Why We Support Foreign Evangelists

Why We Support Foreign Evangelists

A look at the bulletin board shows that our congregation sends financial support to sixteen evangelists. Lest we ever think, “we’ve got quite enough unsaved people on our plate right here in Brandon that we must evangelize, what concern is it of ours what is happening hundreds of miles away?” let us remind ourselves why this is a vital part of our faith.   

It’s a Good, Obedient Work

Jesus commanded His disciples: “Go into all the world and preach the gospel to all creation” (Mark 16:15). We find ourselves no less obligated than the original disciples to fulfill this commission. While it is realistically beyond the scope of any one congregation to personally go into the whole world, we can play our part by supporting others in far-off places. Third-world souls are no less beloved of God than first-world souls. How exciting to look at reports from evangelists in Colombia, India, Manhattan, and know that their voices will one day be joined with ours (Revelation 5:9-10)!

We Receive a Blessing

Paul thanked the Philippians for their financial support, but pointed out what they had gained. “No church shared with me in the matter of giving and receiving but you alone; for even in Thessalonica you sent a gift more than once for my needs.  Not that I seek the gift itself, but I seek for the profit which increases to your account” (Philippians 4:15-17). A cynical person might accuse Paul of praising them for selfish reasons. But Paul knows that their efforts are made with the Lord in view, not him. Thus, their support is “a fragrant aroma, an acceptable sacrifice, well-pleasing to God.”

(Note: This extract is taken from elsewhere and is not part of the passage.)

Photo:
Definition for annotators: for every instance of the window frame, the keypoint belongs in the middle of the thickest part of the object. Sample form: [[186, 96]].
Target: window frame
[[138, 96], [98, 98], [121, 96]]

A close connection is formed when we financially support distant evangelists. Paul uses the term, “shared with me,” in 4:15 above. Earlier in Philippians 1:5 he thanks God for “your participation in the gospel from the first day until now.” These terms are from the koinonia root, often translated “fellowship” or “partnership.” Fellowship can be much more than hanging out; fellowship is joint participation in accomplishing a common goal. We share in the excitement of souls saved through our joint participation in these evangelistic works.

Our duty to train the next generation of preachers (2 Timothy 2:2) has a similarly broad impact. While the gospel is no pyramid scheme, all the baptisms Timothy conducted can be traced back to the influence of others (Acts 16:3, 2 Timothy 1:5). All glory and credit goes to God for saved souls, but we gain a blessing from sharing in the work of training evangelists (cf. 1 Samuel 30:24). 

We Need to Be Properly, Fully Involved

However, if we are going to support preachers in other areas, we need to do it right. We all know that governments can throw money at things—poverty, education, the environment without really improving them.

We should verify those preachers we support are teaching soundly, lest we unwittingly share in the sin of false doctrine (2 John 10, 1 Timothy 5:22). We should accompany our funds with encouragements and prayers. Psalm 127:1 reminds us, “Unless the LORD builds the house they labor in vain who build it; unless the LORD guards the city, the watchman keeps awake in vain.” Some works could become more successful if we’d simply pray for them. Paul writing from Corinth, said to the Thessalonians, “pray for us, that the word of the Lord will spread rapidly and be glorified, just as it did also with you” (2 Thessalonians 3:1). Paul asked for the same from the Ephesians (6:18-20), though he was writing from Rome hundreds of miles away.